These doves are now a familiar sight and sound in Orkney’s villages. In some areas of Britain, their appetite for grain and their monotonous cooing have resulted in their being regarded as pests, and treated accordingly.

Yet it was only in 1955, that the first Collared Doves nested in Britain. The colonisation of Britain and Ireland has been one of the most dramatic events witnessed by present-day ornithologists, but is just one stage in an even more dramatic range-extension northwestwards across Europe.

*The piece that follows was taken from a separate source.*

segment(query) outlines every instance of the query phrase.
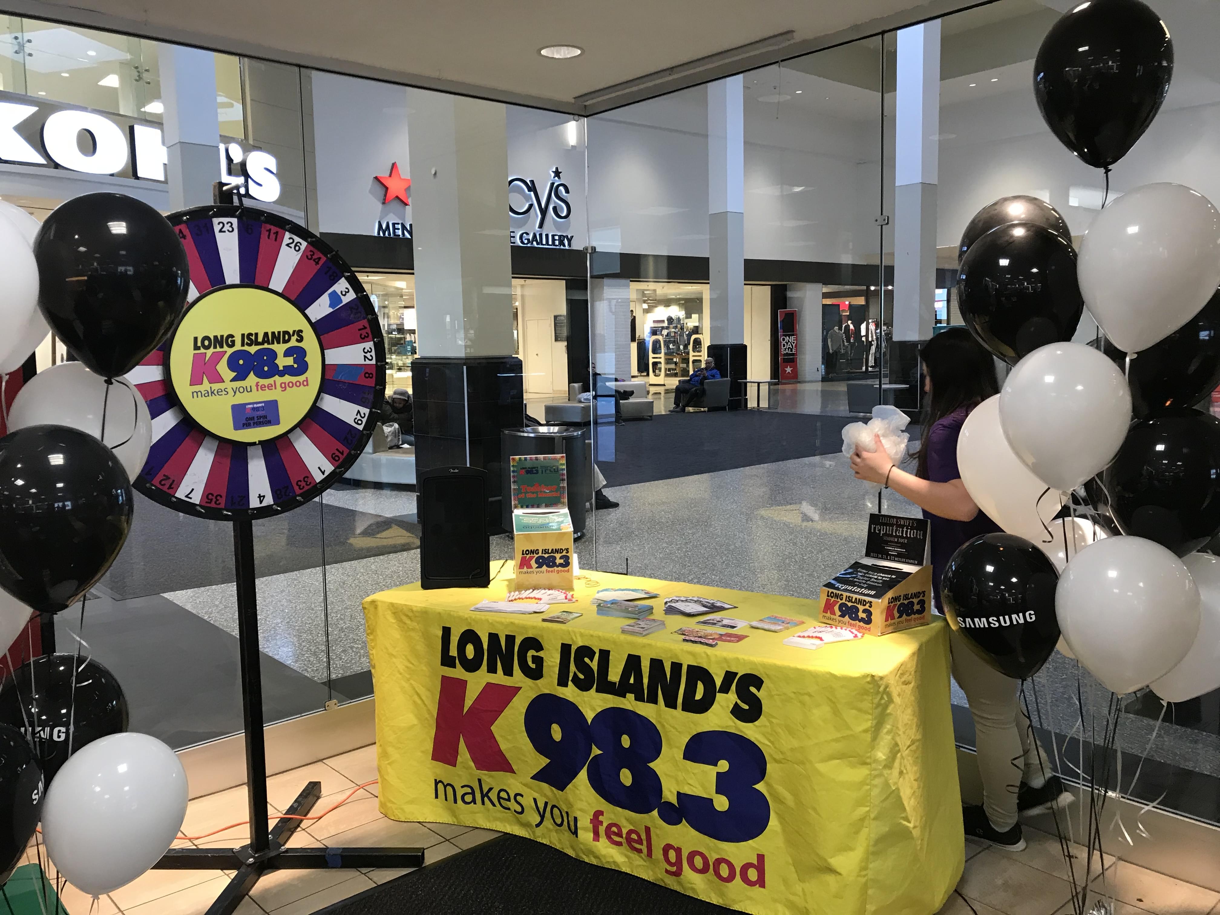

Until about 1930, these doves were restricted in Europe to Turkey and parts of the Balkans (Albania, Bulgaria and former Yugoslavia). They reached Hungary in 1932, Czechoslovakia in 1936, Austria in 1938, Germany in 1943, the Netherlands in 1947, Denmark in 1948, Sweden and Switzerland in 1949, France in 1950, and Belgium and Norway in 1952 - thus spreading over 1000 miles in less than 20 years. Early in the 1970s the species even bred in the Faeroes and Iceland.

In Orkney, the first Collared Dove was recorded in St Margaret’s Hope on 23rd July 1962, seven years after they had first nested in Britain. In 1963, a partly built nest was found in Balfour Castle Woods and there were sightings from Kirkwall, Binscarth Wood and Rousay in the autumn.

In the following year, 1964, a nest with seven eggs was found in Binscarth Wood. Since these early days, Collared Doves have continued to expand their nesting range in Orkney and nesting pairs can be found, albeit in small numbers, throughout all the inhabited islands.

Many of Orkney’s Collared Dove strongholds support at least 20 birds; however Finstown remains the pre-eminent locality and in late January 2003, the Heddle Road trees held a record 92 roosting birds.